Suitable means for removing the ceramic material of the cores from castings of advanced superalloy materials are molten salts such as molten fluoride salts and/or molten chloride salts. Such suitable salts are M3 AlF6, M3 AlF6 + MF, M3 AlF6 + M'F2 and M3 AlF6 + MCl wherein M is Li, Na or K and M' is Mg, Ca, Ba, or Sr.
It is important that the purity of the molten salt be maintained at a high degree so that the leaching affect of the bath is not diminished. Further, a controlled atmosphere is also desirable to prevent oxidation of the salt pot and the casting, which can introduce impurities into the salt bath or accidental failure of the pot or container. The molten salt is also agitated to help maintain its leaching effect.
The controlled atmosphere for covering the molten salt bath is one of the gases selected from the group consisting of argon, neon, hydrogen, nitrogen and helium. Suitable gases for bubbling through the molten salt bath for agitation thereof are nitrogen, forming gas (5% to 10% by volume hydrogen, balance nitrogen) and argon.

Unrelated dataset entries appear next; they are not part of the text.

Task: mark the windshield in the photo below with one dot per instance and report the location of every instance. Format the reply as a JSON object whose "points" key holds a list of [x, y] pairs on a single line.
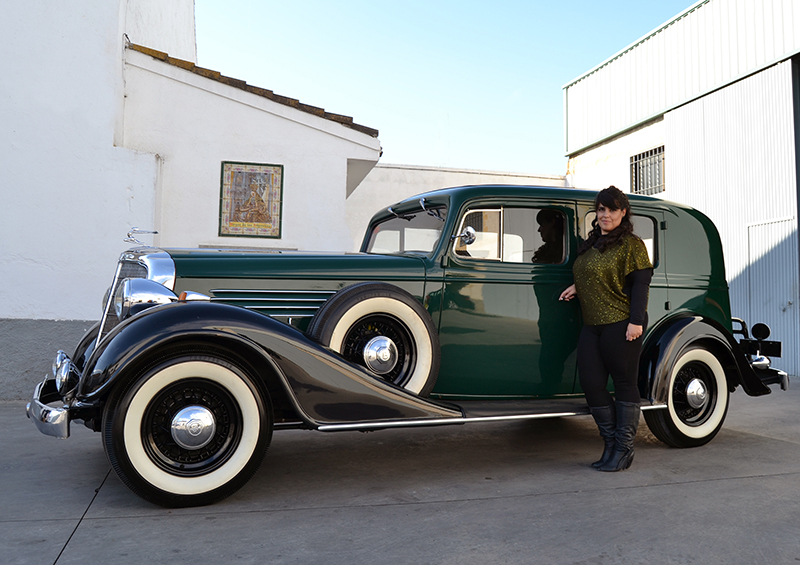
{"points": [[417, 231]]}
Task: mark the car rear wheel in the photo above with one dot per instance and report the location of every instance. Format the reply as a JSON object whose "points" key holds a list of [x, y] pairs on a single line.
{"points": [[190, 431], [697, 401], [384, 329]]}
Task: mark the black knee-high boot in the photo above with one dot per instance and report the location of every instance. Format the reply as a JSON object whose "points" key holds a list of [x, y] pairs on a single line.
{"points": [[606, 419], [627, 424]]}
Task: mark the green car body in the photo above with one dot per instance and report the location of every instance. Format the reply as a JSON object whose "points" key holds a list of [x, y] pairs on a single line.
{"points": [[503, 333], [449, 314]]}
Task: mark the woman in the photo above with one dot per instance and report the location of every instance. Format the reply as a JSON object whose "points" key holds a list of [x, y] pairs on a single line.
{"points": [[612, 280]]}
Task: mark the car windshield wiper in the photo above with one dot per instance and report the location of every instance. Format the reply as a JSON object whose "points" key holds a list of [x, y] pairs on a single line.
{"points": [[407, 217], [435, 212]]}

In employing the salt baths it is important that contaminants be kept from the baths to maintain their leaching effect. In particular, a stagnant inert gas atmosphere is preferred as a cover gas for the bath when the inert gas atmosphere contains too great an amount of oxygen therein. If the inert gas has an oxygen content of less than 50 ppm, then a flowing gas atmosphere can be employed. This same problem prevents the use of the inert gas as a bubbler when the oxygen content is too great. Therefore, it is preferred that the bubbler gas be of a composition of 90% nitrogen, 10% hydrogen by volume.
A preferred leaching salt bath is made of Li3 AlF6 salts which has a melting temperature of 790° C. It is desirable to have either an excess of LiF or AlF3 salt therein in order to maintain a stoichiometric mixture. The excess salt added depends upon how one makes up the mixture and on which side of the stoichiometric composition one desires to be.
The fluoride salts and the fluoride products from leaching are insoluble in water. Therefore a molten chloride salt bath is provided to serve as a rinse between the fluoride bath and a final water rinse. A suitable chloride rinse has been produced by employing a molten bath of NaCl, KCl and LiCl. The composition by mole percent is NaCl 9 mole percent, KCl 36 mole percent and LiCl 55 mole percent. The melting temperature of the salt rinse is 346° C, its eutectic temperature.
To determine the reactivity of different ceramic core materials with NiTaC-13, samples consisting of each compound were made by pressing and sintering. The porosity content of each sample was approximately 5 volume percent. The material was of a purity of about 99.9%. Each sample was about 2 inches in length.
The sample of 3Y2 O3 . 5Al2 O3 ceramic core material was immersed in NiTaC-13 for 20 hours at 1800° C ± 10° C in an argon atmosphere. The NiTaC-13 metal was contained in a crucible made of 3Y2 O3 . 5Al2 O3. This was made by mixing Y2 O3 and Al2 O3 powders of 99.9% + purity, isostatically pressing the mixture about a mandrel and sintering the green compact at 1800° C for 11/2 hours after removal from the mandrel. After 20 hours, the NiTaC-13 was allowed to solidify in the crucible.
The sample, crucible and NiTaC-13 metal were each sectioned and examined. No evidence of an interface compound can be found between the 3Y2 O3 . 5Al2 O3 material and the NiTaC-13 metal. It appears, therefore, that 3Y2 O3 . 5Al2 O3 is in equilibrium with the NiTaC-13 metal. That is, there apparently is no oxidation-reduction reactions at the interface during the 20 hour exposure time.
Sessile drop tests were carried out in flowing argon with a NiTaC-13 droplet placed on the 2Y2 O3 . Al2 O3 disc-shaped sample. The sample was heated to 1800° C ± 10° C where it was maintained for 1 hour. The NiTaC-13 droplet was observed to have a wetting angle of about 70°.
The free energy of formation of 3Y2 O3 . 5Al2 O3 , Y2 O3 . Al2 O3 and 2Y2 O3 . Al2 O3 is considerably more negative than that of Al2 O3. Therefore, the metal containing carbon will be considerably less susceptible to decarborization when cast in molds with cores of these mixed oxide compounds as compared to when cast in Al2 O3 ceramic articles.